Drift Olive

The paralysis had set in around mid May. A sensation of numbing began in my fingertips at first, it felt like I was typing in thimbles. As it crept up my hands I was holding pencils with mittens, (Kevlar mittens). Soon my arms in plaster, legs in concrete, torso in a fat-suit and my head in dough. Little got through this get-up and there was nothing whatsoever coming out.

As summer went on the heat started to bake my balaclava; the vents in the pastry widened a little, letting in some light and air. I blinked off crumbs from around my eyes which alighted on the book.

I could look at words I thought.

I looked at them for some time, mostly they were small and dark, and there were lots of them, about four hundred on every page. There were stacks of pages too, more than half a thousand in all.

I resolved to look at one word at a time; there were spaces between each one, which made it easier. They were presented in some kind of order I imagined, so I decided to follow it. One word after another.

And so it went on.

Turning a page was tricky at first, the gloves were a problem, but as I looked at more words the shortcrust began to soften around my mouth and I was able to blow the pages over.

The words formed patterns, I could see that now; a complex rhythm, back and forth dance, advancing each time with new treasure.

Before long I was blowing through pages at considerable velocity, cutting through waves of words. The pastry was a soggy collar now and the arm casts supple sleeves. The mittens were blown overboard and the fat-suit floated right off me and bobbed about the flooded deck; I was so thoroughly absorbed that I didn’t think to grab it in time to float me over an almighty wave that swelled up through page two hundred and forty three; I sank like a stone.

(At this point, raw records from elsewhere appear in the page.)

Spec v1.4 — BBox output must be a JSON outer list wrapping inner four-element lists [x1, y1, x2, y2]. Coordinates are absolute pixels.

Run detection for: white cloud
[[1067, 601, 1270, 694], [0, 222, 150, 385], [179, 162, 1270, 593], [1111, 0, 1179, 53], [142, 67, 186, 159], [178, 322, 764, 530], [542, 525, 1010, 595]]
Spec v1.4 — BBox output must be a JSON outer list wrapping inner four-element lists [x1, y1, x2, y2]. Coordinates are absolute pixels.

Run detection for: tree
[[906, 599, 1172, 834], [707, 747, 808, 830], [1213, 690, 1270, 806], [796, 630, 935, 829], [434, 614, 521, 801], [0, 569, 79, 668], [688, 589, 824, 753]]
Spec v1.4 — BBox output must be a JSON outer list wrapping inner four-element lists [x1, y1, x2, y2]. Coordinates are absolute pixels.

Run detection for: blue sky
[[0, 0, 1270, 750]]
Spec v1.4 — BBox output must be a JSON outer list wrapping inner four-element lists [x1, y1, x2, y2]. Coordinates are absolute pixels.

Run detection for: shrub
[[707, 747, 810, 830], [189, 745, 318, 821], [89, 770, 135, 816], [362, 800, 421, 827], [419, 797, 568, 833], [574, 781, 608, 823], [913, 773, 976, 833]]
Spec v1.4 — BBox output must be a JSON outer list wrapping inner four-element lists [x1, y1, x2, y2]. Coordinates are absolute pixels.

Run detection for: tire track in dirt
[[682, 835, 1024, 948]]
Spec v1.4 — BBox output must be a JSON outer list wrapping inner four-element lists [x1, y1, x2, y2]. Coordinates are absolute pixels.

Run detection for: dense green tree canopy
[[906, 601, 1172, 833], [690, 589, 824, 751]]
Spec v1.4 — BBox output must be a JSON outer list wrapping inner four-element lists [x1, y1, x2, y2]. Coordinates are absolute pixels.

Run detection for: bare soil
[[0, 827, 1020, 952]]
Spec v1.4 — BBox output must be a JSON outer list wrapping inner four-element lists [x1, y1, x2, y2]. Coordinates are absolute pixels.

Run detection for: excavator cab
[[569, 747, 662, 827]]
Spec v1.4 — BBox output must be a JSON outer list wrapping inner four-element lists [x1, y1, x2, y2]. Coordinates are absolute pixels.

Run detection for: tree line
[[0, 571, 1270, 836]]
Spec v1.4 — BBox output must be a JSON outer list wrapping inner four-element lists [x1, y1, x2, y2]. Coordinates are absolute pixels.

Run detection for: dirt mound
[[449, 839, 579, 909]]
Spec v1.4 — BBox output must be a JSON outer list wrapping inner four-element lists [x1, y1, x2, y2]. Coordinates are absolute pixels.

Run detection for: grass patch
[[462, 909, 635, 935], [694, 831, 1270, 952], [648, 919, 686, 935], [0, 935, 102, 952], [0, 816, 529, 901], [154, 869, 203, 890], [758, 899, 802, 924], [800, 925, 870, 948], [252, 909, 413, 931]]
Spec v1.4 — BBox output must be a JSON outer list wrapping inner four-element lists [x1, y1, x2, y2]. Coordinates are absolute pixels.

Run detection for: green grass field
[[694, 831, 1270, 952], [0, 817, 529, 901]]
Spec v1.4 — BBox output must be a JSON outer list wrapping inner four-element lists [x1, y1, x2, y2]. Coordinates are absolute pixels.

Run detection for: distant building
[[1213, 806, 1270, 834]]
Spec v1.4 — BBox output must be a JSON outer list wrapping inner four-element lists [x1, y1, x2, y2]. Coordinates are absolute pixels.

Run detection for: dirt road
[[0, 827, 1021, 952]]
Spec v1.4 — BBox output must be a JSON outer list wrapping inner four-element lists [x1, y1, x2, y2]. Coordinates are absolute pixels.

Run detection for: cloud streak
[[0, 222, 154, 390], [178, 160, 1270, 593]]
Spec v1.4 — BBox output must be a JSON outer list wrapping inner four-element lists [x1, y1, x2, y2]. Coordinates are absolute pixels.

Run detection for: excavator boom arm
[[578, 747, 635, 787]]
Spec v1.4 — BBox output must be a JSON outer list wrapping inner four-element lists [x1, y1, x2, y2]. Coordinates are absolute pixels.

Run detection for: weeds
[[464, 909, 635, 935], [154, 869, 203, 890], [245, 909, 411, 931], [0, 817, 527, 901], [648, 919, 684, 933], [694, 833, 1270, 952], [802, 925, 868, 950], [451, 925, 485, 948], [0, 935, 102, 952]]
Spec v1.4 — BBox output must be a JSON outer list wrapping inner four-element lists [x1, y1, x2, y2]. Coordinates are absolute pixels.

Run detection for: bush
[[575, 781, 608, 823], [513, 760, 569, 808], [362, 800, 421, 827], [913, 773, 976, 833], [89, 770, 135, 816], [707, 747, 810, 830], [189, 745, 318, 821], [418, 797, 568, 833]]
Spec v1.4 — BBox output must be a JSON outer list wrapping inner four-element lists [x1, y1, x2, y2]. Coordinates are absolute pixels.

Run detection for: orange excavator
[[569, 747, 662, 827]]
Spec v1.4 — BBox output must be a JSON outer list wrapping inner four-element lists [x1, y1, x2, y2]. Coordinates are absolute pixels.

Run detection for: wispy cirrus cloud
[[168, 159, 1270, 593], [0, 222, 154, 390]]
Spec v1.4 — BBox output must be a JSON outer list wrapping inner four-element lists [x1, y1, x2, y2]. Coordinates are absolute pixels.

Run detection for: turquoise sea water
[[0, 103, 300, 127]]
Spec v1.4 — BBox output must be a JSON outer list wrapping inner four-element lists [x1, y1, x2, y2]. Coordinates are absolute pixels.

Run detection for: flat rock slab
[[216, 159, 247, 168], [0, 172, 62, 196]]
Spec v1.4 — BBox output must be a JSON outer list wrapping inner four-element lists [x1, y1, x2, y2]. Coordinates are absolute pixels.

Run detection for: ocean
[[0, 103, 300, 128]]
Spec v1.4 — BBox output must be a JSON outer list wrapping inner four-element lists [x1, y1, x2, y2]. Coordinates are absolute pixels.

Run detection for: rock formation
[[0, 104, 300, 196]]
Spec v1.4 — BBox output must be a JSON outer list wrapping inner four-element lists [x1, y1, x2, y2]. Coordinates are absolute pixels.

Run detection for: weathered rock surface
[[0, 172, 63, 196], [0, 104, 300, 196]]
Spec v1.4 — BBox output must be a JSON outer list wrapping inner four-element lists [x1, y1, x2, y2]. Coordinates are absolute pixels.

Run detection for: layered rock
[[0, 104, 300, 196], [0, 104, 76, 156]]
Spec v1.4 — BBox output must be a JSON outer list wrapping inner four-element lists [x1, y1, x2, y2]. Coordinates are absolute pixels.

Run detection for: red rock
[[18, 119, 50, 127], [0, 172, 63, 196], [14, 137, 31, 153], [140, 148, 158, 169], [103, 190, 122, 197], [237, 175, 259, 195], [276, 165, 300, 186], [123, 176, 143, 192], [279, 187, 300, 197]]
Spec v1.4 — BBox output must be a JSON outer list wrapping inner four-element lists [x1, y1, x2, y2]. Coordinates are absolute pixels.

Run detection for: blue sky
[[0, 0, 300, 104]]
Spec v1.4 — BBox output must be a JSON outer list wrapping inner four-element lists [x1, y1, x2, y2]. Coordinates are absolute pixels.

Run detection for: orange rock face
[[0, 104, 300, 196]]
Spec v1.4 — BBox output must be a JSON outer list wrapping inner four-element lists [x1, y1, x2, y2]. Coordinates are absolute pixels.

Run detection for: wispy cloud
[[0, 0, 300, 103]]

I was furious at the words for drowning me, I had surrendered to them and they had grabbed me whilst seduced. They had liberated my fat head but I was still weighted like a plumb line, dumb flunk sunk with my sodden baggage.  I would have to lie there on the bottom until my concrete boots dissolved or I found the strength to shake them off.

The words had no form down there, no voice; senseless babble filled my lugs. I ached for my fat suit, my sweet fat dumpling buoy. My feet sank deeper into the silt, I weighted.

June… July…AuGUST…

then a gust enough to dredge up the deepest set anchors.

It was a glimpse, that’s all, a hint of an otherness that arrested every nerve,  bellowing orders to move, summoned muscles to respond; I scrabbled and kicked, shot through with life lust, swimming hard to get close enough to touch that thing beyond words.